O 2º Juizado Especial Cível, Criminal e da Fazenda Pública da Comarca de Parnamirim, através do magistrado Flávio Ricardo Pires, condenou o Município de Parnamirim a pagar R$ 10 mil em indenização por danos morais a um morador. A decisão reconheceu a negligência da prefeitura na manutenção de uma lagoa de captação que transbordou, inundando a residência do cidadão e causando perdas significativas e sofrimento.
A sentença aponta que a prefeitura agiu com omissão ao não realizar a manutenção preventiva adequada na lagoa de captação, localizada no bairro Jardim Planalto. Essa falha permitiu o acúmulo de águas da chuva e lixo, levando ao transbordamento e à invasão da casa do morador por dejetos e água suja.
Na ação judicial, o Município de Parnamirim alegou que não houve ato ilícito e que caberia à vítima comprovar a falha no serviço. Contudo, o juiz considerou evidente a culpa administrativa, destacando que a omissão do dever de drenagem de águas pluviais resultou diretamente nos danos sofridos.

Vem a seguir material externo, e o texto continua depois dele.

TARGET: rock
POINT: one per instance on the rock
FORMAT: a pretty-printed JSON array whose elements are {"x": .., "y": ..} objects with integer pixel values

Os alagamentos recorrentes transformaram o lar do morador em um cenário de desespero. Além dos prejuízos materiais, com a perda de móveis e eletrodomésticos, a família enfrentou abalos psíquicos severos. A água, com forte odor, trouxe consigo o risco de contaminação e doenças como dengue e chikungunya, transformando a casa em um ambiente insalubre e perigoso.

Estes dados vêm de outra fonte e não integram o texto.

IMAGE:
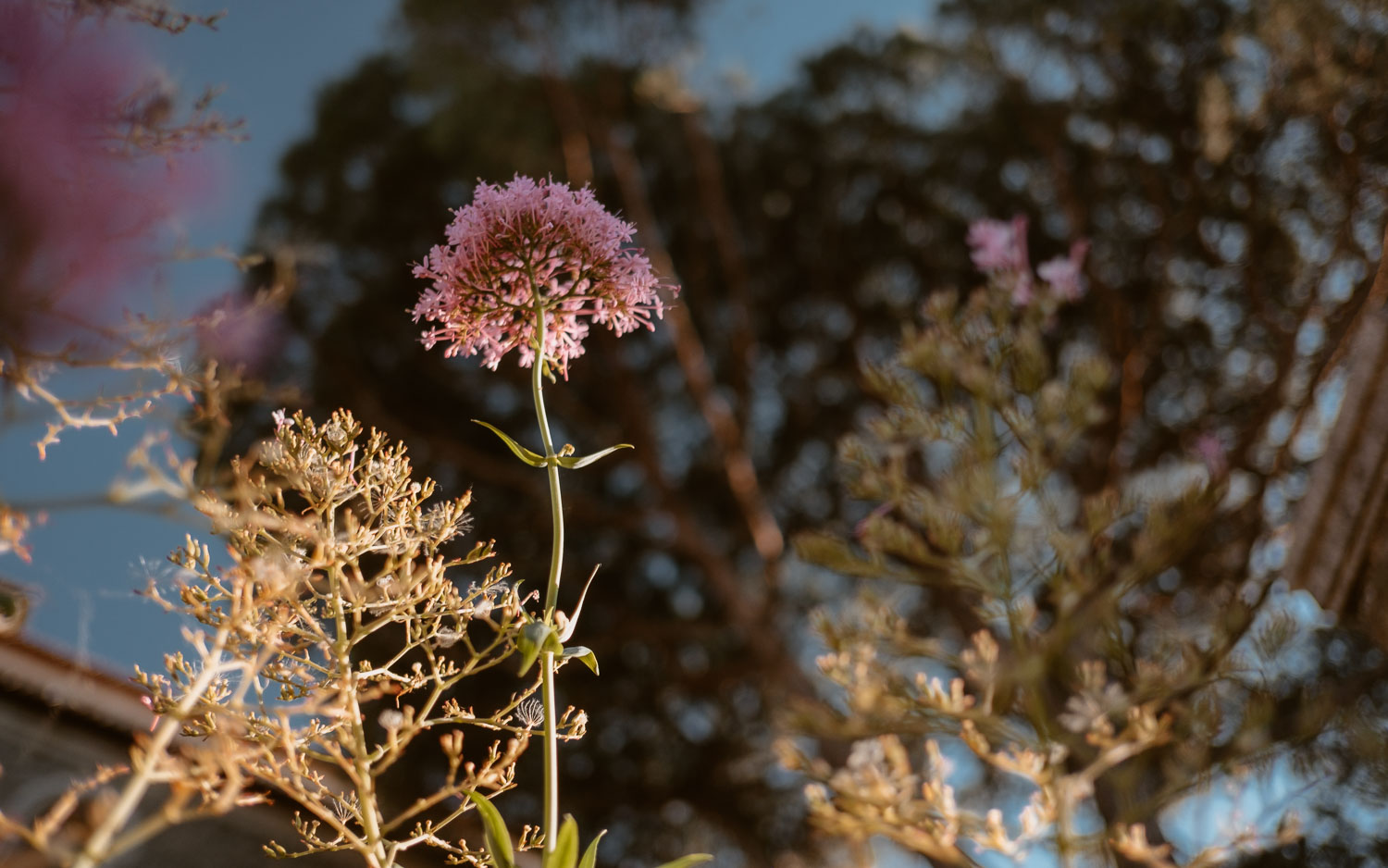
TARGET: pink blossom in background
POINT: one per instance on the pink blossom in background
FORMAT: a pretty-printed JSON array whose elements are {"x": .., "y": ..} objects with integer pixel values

O morador precisou de ajuda de amigos e familiares para tentar salvar o que podia, vivenciando o desalojamento e a perda da dignidade em seu próprio lar. A decisão judicial, portanto, não apenas repara financeiramente, mas também valida a dor e o descaso enfrentados, reforçando a responsabilidade do poder público em garantir condições mínimas de moradia e segurança para seus cidadãos.
O magistrado ressaltou que não há como alegar força maior, pois o município tinha conhecimento dos riscos da falta de funcionamento do sistema de drenagem. A omissão estatal impediu o uso básico e essencial do imóvel, "causando o desalojamento do autor, sem suporte do ente público, o qual, além de concorrer diretamente para o dano, não empregou esforços para amenizar o dano", conforme trecho da sentença.